Moving from a town of less than 3,000 people to a city of more than half a million is a kind of a culture shock and I think it can be easy to get caught up in the rush of the city life.  Don’t get me wrong, it’s fun and I’ve had wonderful experiences living in the big city, but sometimes it’s nice to zoom in and focus on the smaller picture.  Looking at life from a different perspective is something we don’t often do, but if we do, it is truly something beautiful.  I hope we can see the beauty in everything we do out here this semester!
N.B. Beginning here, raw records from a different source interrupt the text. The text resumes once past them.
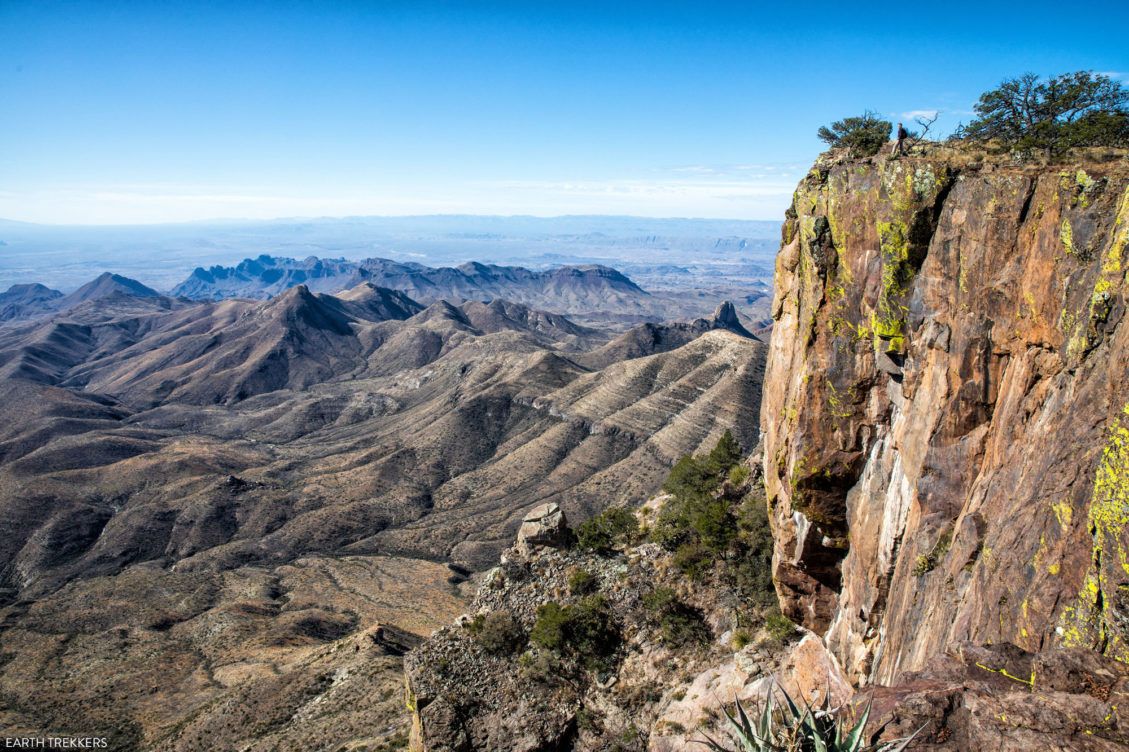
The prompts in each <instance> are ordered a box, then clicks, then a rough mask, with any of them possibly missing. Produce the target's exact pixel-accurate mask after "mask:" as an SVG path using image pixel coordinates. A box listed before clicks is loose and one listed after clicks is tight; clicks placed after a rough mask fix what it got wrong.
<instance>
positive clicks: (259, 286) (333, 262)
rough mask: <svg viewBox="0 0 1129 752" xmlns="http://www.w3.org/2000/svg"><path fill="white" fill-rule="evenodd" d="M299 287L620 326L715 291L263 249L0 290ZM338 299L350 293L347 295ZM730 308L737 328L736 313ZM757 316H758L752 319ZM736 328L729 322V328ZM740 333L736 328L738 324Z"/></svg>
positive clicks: (252, 299)
mask: <svg viewBox="0 0 1129 752" xmlns="http://www.w3.org/2000/svg"><path fill="white" fill-rule="evenodd" d="M298 286H304V287H305V288H306V289H307V290H308V291H309V292H325V294H340V292H343V291H347V290H352V291H353V292H351V294H358V292H356V290H358V289H359V288H360V286H368V288H369V289H383V290H392V291H396V292H400V294H403V295H405V296H408V298H410V299H411V300H412V301H413V304H421V305H425V306H426V305H430V304H434V303H438V301H440V300H446V301H448V303H452V304H454V305H460V304H462V303H463V301H467V300H474V301H481V303H490V301H493V300H506V301H509V303H513V304H519V305H523V306H527V307H530V308H534V309H537V311H543V312H546V313H552V314H558V315H567V316H570V317H574V318H575V320H577V321H578V322H580V323H585V324H595V325H601V326H604V325H609V324H613V325H615V326H616V327H618V329H619V330H621V331H622V330H624V329H627V327H629V326H631V325H634V324H639V323H642V322H651V323H659V322H667V321H674V320H689V318H693V317H699V316H702V315H703V314H704V313H706V312H708V311H709V309H710V308H709V306H714V305H716V303H717V301H718V300H717V299H716V298H708V297H707V298H702V297H701V296H694V295H689V294H682V295H681V296H680V295H674V294H671V292H664V294H658V295H655V294H650V292H648V291H647V290H645V289H642V288H641V287H640V286H639V285H637V283H636V282H634V281H632V280H631V279H630V278H628V277H627V276H625V274H623V273H621V272H619V271H616V270H615V269H612V268H610V266H603V265H598V264H585V265H565V266H557V268H554V269H549V270H544V271H536V270H530V269H525V268H523V266H504V265H497V264H483V263H478V262H470V263H464V264H462V265H458V266H439V268H435V266H427V265H423V264H419V263H402V262H397V261H391V260H387V259H366V260H364V261H348V260H344V259H318V257H316V256H309V257H307V259H301V260H297V259H287V257H277V256H270V255H265V254H264V255H260V256H257V257H255V259H246V260H244V261H243V262H240V263H239V264H237V265H235V266H218V265H217V266H211V268H208V269H204V268H202V266H201V268H198V269H195V271H193V272H192V273H191V274H190V276H189V278H187V279H186V280H184V281H183V282H181V283H180V285H177V286H176V287H174V288H173V289H172V290H170V291H169V292H168V294H167V295H166V296H163V295H161V294H160V292H159V291H157V290H155V289H152V288H150V287H147V286H146V285H142V283H141V282H138V281H135V280H132V279H129V278H126V277H122V276H120V274H113V273H110V272H106V273H103V274H100V276H99V277H98V278H96V279H95V280H93V281H90V282H87V283H86V285H82V286H81V287H80V288H78V289H77V290H75V291H73V292H71V294H70V295H63V294H61V292H59V291H58V290H52V289H50V288H47V287H45V286H43V285H16V286H12V287H11V288H10V289H9V290H8V291H6V292H0V322H6V321H21V320H28V318H35V317H42V316H46V315H50V314H54V313H60V312H65V311H71V309H73V308H76V307H78V306H81V305H84V304H86V303H88V301H91V300H98V299H103V298H107V297H115V296H116V297H125V298H134V299H143V298H161V299H164V300H165V304H164V305H165V306H166V307H175V306H183V305H184V304H186V303H189V301H203V300H209V301H218V300H225V299H251V300H266V299H271V298H274V297H278V296H280V295H282V294H283V292H286V291H287V290H291V289H294V288H296V287H298ZM342 299H348V295H347V296H344V297H343V298H342ZM729 313H730V314H732V316H733V321H734V323H735V324H736V326H738V327H739V326H742V324H741V323H739V322H738V321H737V318H736V311H735V309H733V308H732V306H730V309H729ZM750 321H751V323H752V320H750ZM730 329H733V327H732V326H730ZM735 331H736V330H735Z"/></svg>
Wednesday, September 17, 2014

Jumping right in - Ellie Oberheu

I am Ellie Oberheu, a third year, religion major at Wartburg. I wanted to come out to Denver, CO because I wanted a different feel of jobs other than the Midwest style. I jumped right in with Rev. Diana Flahive. Diana is the CHUM (Capital Hill United Ministries) Community Minister. She is one of the founders and the director of WHI (Women’s Homelessness Initiative), which shelters twenty women each night at different churches in the Capital Hill neighborhood of Denver. There are 20 congregations involved with WHI and 14 open their doors, taking responsibility for different nights of the week. Through their volunteers, each site offers sanctuary, hospitality, a good meal, and a safe place to sleep. The women are brought to the church from the St. Francis Center. The SFC is a day shelter for people who are homeless. I am working with Diana to help serve the communities and programs of both CHUM and WHI. I have already connected with many of the community leaders and they are all great! I recently attended an annual CHUM picnic for the summer. It was good to hear about what all the other CHUM organizations were doing in Denver. I am already getting a good vibe from the Denver community. I cannot wait to see what else Denver has in store for the semester.